2. Description of Related Art
The incremental evolution of the Web to a Semantic Web is gaining momentum. Resource Description Framework (RDF) is being widely adopted as a standard to capture the semantics of data. Facts represented as RDF (subject, predicate, object) triples can capture both relationships between resources as well as attribute values associated with a resource. This simple standard representation allows programs (agents) to automatically process data belonging to diverse independently developed applications and web pages. Also, the World Wide Web Consortium (W3C) has proposed ontology representation languages, Resource Description Framework Schema (RDFS) and Web Ontology Language (OWL), to capture domain knowledge. As more and more RDF(S)/OWL encoded data (hereafter referred to as semantic data) becomes available, semantic data stores are needed that support efficient storage, querying, and inference capabilities.

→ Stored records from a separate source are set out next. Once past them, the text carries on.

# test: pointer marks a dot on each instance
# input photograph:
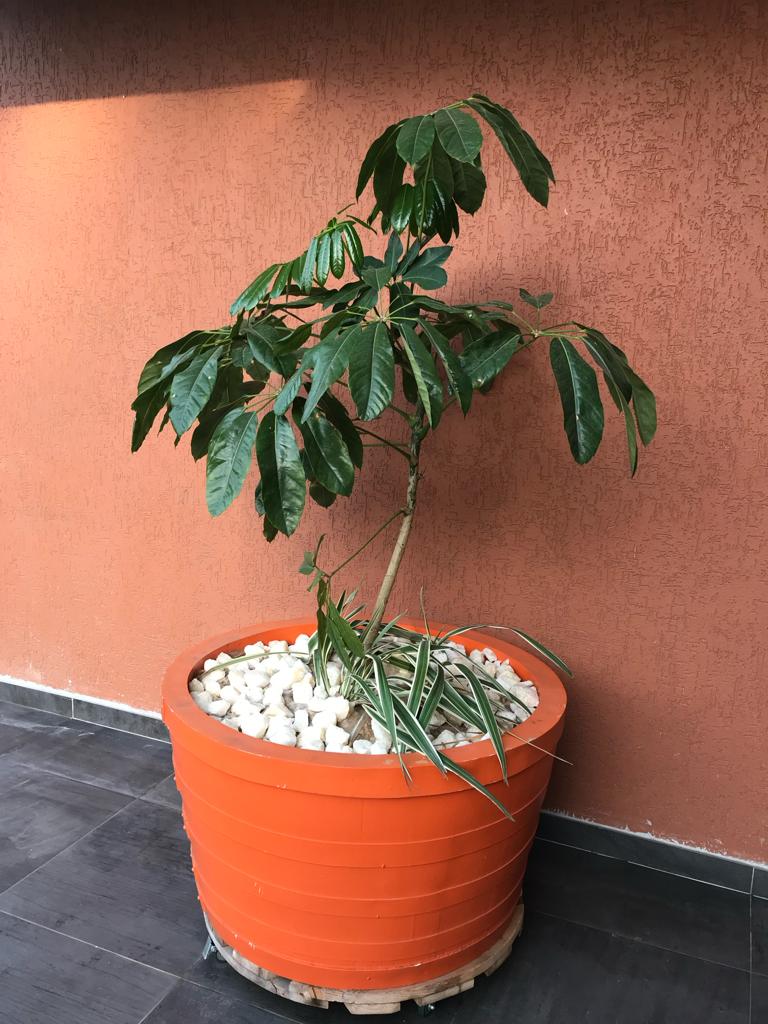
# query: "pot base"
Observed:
(382, 1000)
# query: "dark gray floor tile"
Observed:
(46, 978)
(663, 909)
(89, 753)
(19, 725)
(165, 793)
(559, 973)
(127, 887)
(759, 999)
(119, 718)
(218, 976)
(30, 697)
(41, 814)
(641, 850)
(188, 1005)
(760, 936)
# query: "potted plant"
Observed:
(359, 830)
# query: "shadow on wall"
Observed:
(54, 51)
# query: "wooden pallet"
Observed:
(382, 1000)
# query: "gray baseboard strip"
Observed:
(84, 710)
(553, 827)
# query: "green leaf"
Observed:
(327, 453)
(459, 133)
(388, 178)
(401, 208)
(420, 675)
(307, 269)
(393, 253)
(375, 272)
(483, 359)
(347, 641)
(330, 360)
(372, 371)
(146, 408)
(324, 259)
(537, 301)
(425, 374)
(468, 777)
(426, 270)
(416, 732)
(534, 168)
(415, 138)
(469, 186)
(337, 414)
(337, 253)
(385, 697)
(459, 380)
(645, 407)
(353, 246)
(283, 477)
(583, 411)
(486, 713)
(192, 388)
(289, 391)
(541, 649)
(374, 153)
(229, 457)
(255, 291)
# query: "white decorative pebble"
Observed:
(336, 736)
(275, 710)
(254, 725)
(339, 706)
(300, 719)
(324, 719)
(278, 677)
(302, 692)
(280, 731)
(218, 708)
(203, 700)
(381, 735)
(300, 644)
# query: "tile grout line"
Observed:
(91, 945)
(50, 860)
(647, 945)
(752, 944)
(650, 867)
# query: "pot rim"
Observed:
(189, 724)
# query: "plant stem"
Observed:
(417, 435)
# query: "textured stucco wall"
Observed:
(153, 161)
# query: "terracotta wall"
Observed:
(151, 163)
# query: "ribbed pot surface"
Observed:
(331, 869)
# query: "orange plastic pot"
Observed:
(331, 869)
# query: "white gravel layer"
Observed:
(275, 697)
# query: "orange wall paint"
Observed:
(154, 161)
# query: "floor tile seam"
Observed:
(66, 849)
(637, 863)
(91, 945)
(642, 942)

Challenge of Semantic Data Stores
A unique challenge of semantic data stores is the need to automatically derive additional facts based on semantics of RDFS/OWL constructs. Thus, inference engines are an integral part of semantic data stores. Supporting an inferencing capability is challenging for several reasons:                Expressiveness vs. Tractability tradeoffs: On one hand, we would like to have sufficiently expressive constructs to allow users to compactly capture domain knowledge. On the other hand, efficient reasoning is required.        Pre-known semantics vs. user-defined semantics expressed as rules: For RDFS and OWL constructs, since the semantics are known, it simplifies the task of developing the inference engine. However, user-defined semantics expressed as domain rules pose additional challenges, as a general-purpose rule translation mechanism needs to be implemented.        Scalability: The inference engine should be able to do inferencing on arbitrarily large knowledge bases, which rules out main memory based solutions. Another unique aspect of inferencing is that it could produce no additional triples or could produce millions of triples. The inference engine implementation should be able to adapt itself as amount of derived triples increases.        
What is needed is a scalable rule-based inference engine that supports RDF and OWL, and is implemented in a relational database management system.